(I hope you have your big boy pants on today because I am about to unleash another beat down on factor investing. I apologize in advance to all my colleagues in finance who love factor investing so much.)
Factor investing is all the rage these days. If you don’t know what it is, stop being such a loser and get with the times.¹ Factor investing involves allocating your portfolio to certain “factors” that have been shown to generate excess returns. The most popular factors are value, size and momentum, but there are hundreds to choose from. In the last 10 years there has been an explosion in new funds selling you excess returns in exchange for higher fees. And while it’s easy to come up with an academic theory about generating alpha the reality is that it’s very hard to create an actual fund that captures that alpha. I got to thinking about this while reading this fantastic post by Wes Gray showing that a high number of factor funds are closet index funds. The SPIVA Scorecards also strongly support this view:
Of course, the defenders of factor investing will say that most of these funds don’t implement the factors correctly. But that’s what alpha salesman always say – “those other guys just don’t do it right so pay me the high fees and give me a chance!” But the evidence clearly shows that those selling equity alpha cannot consistently generate the high returns they promise.

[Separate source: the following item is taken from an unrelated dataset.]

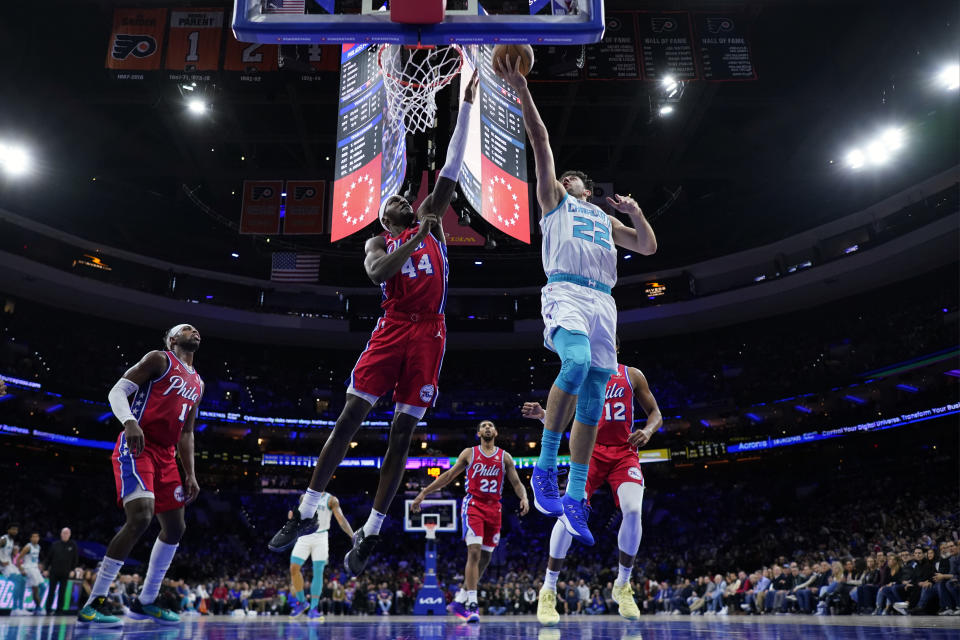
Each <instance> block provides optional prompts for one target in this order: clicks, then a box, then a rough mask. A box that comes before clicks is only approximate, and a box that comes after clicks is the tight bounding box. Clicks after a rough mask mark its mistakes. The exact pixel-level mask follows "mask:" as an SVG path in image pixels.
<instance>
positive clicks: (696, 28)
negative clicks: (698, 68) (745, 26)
mask: <svg viewBox="0 0 960 640" xmlns="http://www.w3.org/2000/svg"><path fill="white" fill-rule="evenodd" d="M745 20H746V19H745V18H743V17H742V16H740V15H738V14H730V13H696V14H694V21H695V23H696V30H697V45H698V47H699V49H700V67H701V69H703V78H704V80H712V81H714V82H734V81H741V82H742V81H745V80H756V79H757V74H756V70H755V69H754V68H753V61H752V60H751V57H750V44H749V42H747V39H746V37H745V36H744V24H743V23H744V22H745Z"/></svg>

This makes absolute sense. A stock is just a claim on a corporation’s cash flows. Corporations will appear different at different stages in their lives, but it’s very difficult to build a diversified portfolio of stocks and know whether you own the corporations that are actually “growth” or “value” or whatever. This is why market cap weighted asset allocation works so well – you take the guesswork out of the equation. You don’t need to pick which factors are the best or the worst because you own them all. That’s the beauty of diversification. You don’t need to own the best stuff. You just need to own enough of the best stuff to generate good results. All the while you’re saving bigly on fees which is where the real excess return comes from relative to high fee funds.